Enfin, tournez l’oignon de 90 degrés et taillez perpendiculairement aux précédentes incisions. Le mouvement de bascule du couteau – en gardant la pointe posée sur la planche – assure un contrôle total. Plus le geste est fluide, plus les dés sont uniformes. En cuisine, ce n’est pas qu’une question d’esthétique : un taille homogène garantit une cuisson uniforme.
Comparatif des tailles selon vos recettes culinaires
La taille de la découpe n’est pas une affaire de goût visuel : elle détermine la libération des arômes, la texture du plat, et le temps de cuisson. Un oignon haché finement va s’oxyder vite, réagir rapidement à la chaleur, et se fondre dans une sauce. À l’inverse, des lamelles larges gardent du corps, idéales pour les woks ou les plats rustiques.
| Type de découpe | Usage recommandé | Temps de cuisson relatif |
|---|---|---|
| Émincer fin (lamelles) | Salades, sautés, woks | Rapide |
| Ciseler (très fin) | Sauces, farces, garnitures crues | Moyen |
| Hacher ou couper en dés | Mirpoix, ragoûts, gratins | Lent |
Astuces de chef pour couper sans pleurer
Les larmes, on le sait, viennent de l’irritation oculaire causée par une enzyme libérée lors de la section des cellules – l’allyl sulfène. Moins on écrase, plus on limite cette libération. Mais d’autres leviers existent. Refroidir l’oignon au réfrigérateur pendant 30 minutes avant de le couper ralentit l’évaporation du gaz. Attention toutefois : un oignon froid est plus dur à couper, donc la lame doit être parfaite.

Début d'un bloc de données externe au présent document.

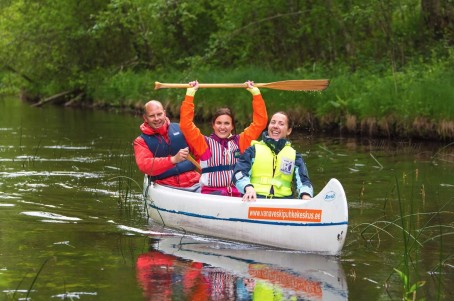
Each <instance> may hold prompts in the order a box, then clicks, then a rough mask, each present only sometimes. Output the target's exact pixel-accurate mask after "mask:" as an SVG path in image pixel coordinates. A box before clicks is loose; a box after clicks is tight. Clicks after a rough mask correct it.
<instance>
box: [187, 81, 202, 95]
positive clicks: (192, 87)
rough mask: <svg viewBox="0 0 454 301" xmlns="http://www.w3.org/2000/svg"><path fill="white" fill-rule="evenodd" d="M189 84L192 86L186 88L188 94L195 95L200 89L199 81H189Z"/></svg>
mask: <svg viewBox="0 0 454 301" xmlns="http://www.w3.org/2000/svg"><path fill="white" fill-rule="evenodd" d="M189 86H191V87H190V88H187V89H186V95H189V96H194V95H195V92H196V91H197V89H199V82H198V81H196V80H195V81H192V82H189Z"/></svg>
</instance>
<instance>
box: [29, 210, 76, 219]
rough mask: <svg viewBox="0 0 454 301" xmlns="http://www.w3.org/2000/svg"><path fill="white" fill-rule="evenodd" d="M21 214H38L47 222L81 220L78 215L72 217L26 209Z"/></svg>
mask: <svg viewBox="0 0 454 301" xmlns="http://www.w3.org/2000/svg"><path fill="white" fill-rule="evenodd" d="M21 214H24V215H28V216H36V217H42V218H44V219H45V220H44V221H45V222H58V221H80V220H81V219H80V218H78V217H70V216H65V215H61V214H56V213H51V212H46V211H24V212H21Z"/></svg>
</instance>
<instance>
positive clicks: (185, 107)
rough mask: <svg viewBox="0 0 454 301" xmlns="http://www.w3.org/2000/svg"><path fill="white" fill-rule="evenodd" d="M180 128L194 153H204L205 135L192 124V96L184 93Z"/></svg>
mask: <svg viewBox="0 0 454 301" xmlns="http://www.w3.org/2000/svg"><path fill="white" fill-rule="evenodd" d="M180 129H181V132H182V133H183V135H184V137H185V138H186V141H187V142H188V144H189V147H190V148H191V149H192V150H193V152H194V155H196V156H197V157H200V156H201V155H203V153H205V151H206V150H207V148H208V144H207V142H206V140H205V136H203V134H202V133H201V132H200V130H199V128H198V127H197V126H196V125H195V124H194V96H189V95H186V96H185V97H184V100H183V103H182V104H181V107H180Z"/></svg>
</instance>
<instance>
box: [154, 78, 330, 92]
mask: <svg viewBox="0 0 454 301" xmlns="http://www.w3.org/2000/svg"><path fill="white" fill-rule="evenodd" d="M154 84H155V86H154V89H155V90H159V89H163V88H189V87H191V86H190V85H189V84H169V83H160V82H155V83H154ZM254 86H255V87H257V88H267V89H275V90H288V91H323V90H325V89H326V88H328V86H329V80H328V79H296V80H284V81H280V82H271V83H254ZM199 88H247V85H246V84H245V83H243V84H199Z"/></svg>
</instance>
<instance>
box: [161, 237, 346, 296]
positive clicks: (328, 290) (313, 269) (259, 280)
mask: <svg viewBox="0 0 454 301" xmlns="http://www.w3.org/2000/svg"><path fill="white" fill-rule="evenodd" d="M154 248H155V249H156V250H159V252H161V253H165V254H169V255H173V256H177V257H179V258H183V259H187V260H191V261H195V262H203V263H205V264H208V265H209V266H211V267H215V268H221V269H222V270H224V271H228V272H229V273H231V274H233V275H237V276H241V277H246V279H254V280H255V281H256V282H258V281H265V282H266V283H268V284H269V285H270V286H272V287H274V288H275V289H276V290H277V291H282V290H284V291H291V292H293V294H295V295H296V296H298V297H299V298H302V300H318V301H321V300H329V301H346V300H348V286H347V281H346V277H345V273H344V270H343V269H342V265H341V263H340V260H339V258H337V257H333V256H322V255H319V254H303V253H300V252H295V251H285V250H277V249H263V248H254V247H250V246H248V245H244V246H238V245H235V244H231V243H223V242H219V243H217V242H213V241H204V240H203V239H200V238H195V237H191V236H184V237H178V236H170V237H160V238H158V242H157V243H156V244H155V246H154Z"/></svg>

Rincer la lame entre deux tranches peut aider : l’eau dissout en partie les composés volatils. Mieux encore : couper près d’une source d’aération (hotte allumée, fenêtre ouverte). L’air en mouvement disperse les vapeurs avant qu’elles n’atteignent vos yeux. Enfin, débarrasser rapidement les chutes évite l’accumulation de gaz sur le plan de travail. Un peu d’organisation, et les pleurs deviennent une option, pas une fatalité.

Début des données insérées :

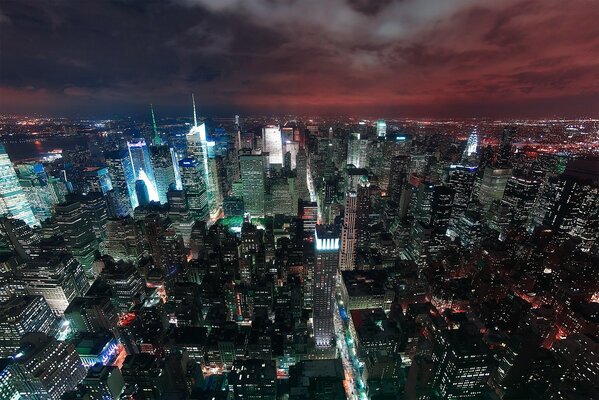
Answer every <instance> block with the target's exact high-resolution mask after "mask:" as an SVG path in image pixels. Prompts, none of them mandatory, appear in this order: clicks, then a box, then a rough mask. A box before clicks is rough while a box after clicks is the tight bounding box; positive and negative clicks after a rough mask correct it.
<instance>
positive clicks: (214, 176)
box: [179, 95, 223, 218]
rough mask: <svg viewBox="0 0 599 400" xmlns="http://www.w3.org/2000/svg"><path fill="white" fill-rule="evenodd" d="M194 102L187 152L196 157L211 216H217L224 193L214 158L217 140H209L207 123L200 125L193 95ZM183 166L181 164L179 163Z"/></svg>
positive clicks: (210, 215) (187, 140) (179, 166)
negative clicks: (200, 174)
mask: <svg viewBox="0 0 599 400" xmlns="http://www.w3.org/2000/svg"><path fill="white" fill-rule="evenodd" d="M192 103H193V126H192V127H191V129H190V130H189V133H188V134H187V152H188V154H189V155H190V156H191V157H193V158H194V159H195V161H196V162H197V166H198V168H199V170H200V172H201V174H202V176H203V178H204V182H205V183H206V193H207V196H208V210H209V213H210V217H211V218H212V217H216V216H217V215H218V214H219V212H220V209H221V205H222V200H223V199H222V193H221V192H220V186H219V184H218V172H217V166H216V159H215V158H214V156H215V155H214V146H215V142H213V141H208V139H207V135H206V124H205V123H202V124H201V125H198V118H197V114H196V109H195V99H194V97H193V95H192ZM179 167H181V164H179Z"/></svg>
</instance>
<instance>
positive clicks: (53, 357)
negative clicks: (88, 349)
mask: <svg viewBox="0 0 599 400" xmlns="http://www.w3.org/2000/svg"><path fill="white" fill-rule="evenodd" d="M10 368H11V371H12V373H13V382H14V386H15V388H16V389H17V390H18V391H19V393H20V394H21V396H23V397H24V398H27V399H48V400H58V399H60V398H61V396H62V395H63V394H64V393H65V392H67V391H69V390H74V389H75V388H76V387H77V385H78V384H79V383H80V382H81V380H82V379H83V378H84V377H85V375H86V369H85V367H84V366H83V363H82V362H81V358H80V357H79V354H77V351H76V350H75V346H74V345H73V344H70V343H66V342H59V341H57V340H56V339H54V338H52V337H50V336H47V335H45V334H43V333H39V332H36V333H29V334H27V335H25V336H24V337H23V339H22V340H21V348H20V349H19V351H18V353H17V354H16V355H15V363H13V364H12V365H11V366H10Z"/></svg>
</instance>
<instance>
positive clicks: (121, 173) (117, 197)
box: [104, 150, 137, 216]
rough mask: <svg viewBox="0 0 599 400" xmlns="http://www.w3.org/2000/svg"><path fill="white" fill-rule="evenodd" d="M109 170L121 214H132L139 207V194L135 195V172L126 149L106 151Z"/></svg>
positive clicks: (111, 179) (114, 195)
mask: <svg viewBox="0 0 599 400" xmlns="http://www.w3.org/2000/svg"><path fill="white" fill-rule="evenodd" d="M104 158H105V159H106V165H107V166H108V172H109V173H110V178H111V181H112V187H113V189H114V191H115V195H114V197H115V199H116V202H117V203H118V204H117V205H118V208H119V210H118V211H117V214H118V215H119V216H125V215H130V214H131V211H132V209H135V207H137V196H136V195H135V173H134V172H133V165H132V164H131V158H130V157H129V154H128V153H127V152H126V151H125V150H120V151H108V152H106V153H104Z"/></svg>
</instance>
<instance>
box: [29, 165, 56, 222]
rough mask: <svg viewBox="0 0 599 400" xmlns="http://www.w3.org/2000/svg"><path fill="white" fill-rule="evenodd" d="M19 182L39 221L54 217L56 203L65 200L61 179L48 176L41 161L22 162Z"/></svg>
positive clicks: (32, 210)
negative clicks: (51, 217)
mask: <svg viewBox="0 0 599 400" xmlns="http://www.w3.org/2000/svg"><path fill="white" fill-rule="evenodd" d="M17 176H18V177H19V183H20V184H21V188H22V189H23V193H25V197H26V198H27V199H28V201H29V205H30V206H31V210H32V211H33V214H34V215H35V218H36V219H37V220H38V221H44V220H46V219H48V218H51V217H52V209H53V207H54V205H56V204H58V203H60V202H62V201H64V198H63V197H64V195H63V193H62V192H61V188H60V181H59V180H58V179H57V178H54V177H48V175H47V174H46V171H45V170H44V166H43V165H42V164H40V163H21V164H19V165H18V166H17Z"/></svg>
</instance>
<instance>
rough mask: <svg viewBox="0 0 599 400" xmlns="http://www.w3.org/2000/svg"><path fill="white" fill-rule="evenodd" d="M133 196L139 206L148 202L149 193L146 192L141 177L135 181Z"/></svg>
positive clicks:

Conservation et gestion des restes d’oignons frais
Un oignon entamé peut se conserver 4 à 5 jours au réfrigérateur, à condition d’être bien protégé. Placez les morceaux dans un contenant hermétique en verre : le verre limite l’absorption des odeurs comparé au plastique. Évitez les sacs en papier ou à usage unique – l’humidité s’accumule, accélérant la détérioration.
Si vous cuisinez souvent, pensez à pré-couper et congeler des oignons. Sur une plaque, étalez les dés pour éviter qu’ils ne collent, puis transférez-les en sachet. En cuisson directe (soupe, sauce, ragoût), ils peuvent être utilisés surgelés. La texture change un peu, mais la saveur reste intacte. C’est un gain de temps considérable, surtout pour les bases de sauce.
Les demandes courantes
Faut-il enlever le germe vert au milieu de l’oignon ?
Oui, surtout s’il est bien développé. Le germe peut avoir un goût amer, plus prononcé que le reste du bulbe. Il est aussi plus dur à mâcher. Même si ce n’est pas toxique, son retrait améliore nettement l’équilibre du plat, en particulier dans les préparations crues ou mijotées douces.
Vaut-il mieux utiliser un hachoir électrique ou un couteau ?
Cela dépend de l’usage. Le hachoir gagne du temps pour les grandes quantités, mais écrase les fibres, ce qui accélère l’oxydation et modifie la texture. Le couteau offre une découpe plus propre, plus contrôlée, et préserve mieux les qualités gustatives et olfactives de l’oignon.
Combien de temps l’oignon coupé garde-t-il ses propriétés ?
Conservé dans un récipient hermétique au réfrigérateur, l’oignon haché reste utilisable 3 à 5 jours. Au-delà, il s’assèche, noircit aux extrémités, et perd de sa saveur. Pour une conservation plus longue, la congélation est préférable, surtout s’il est destiné à la cuisson.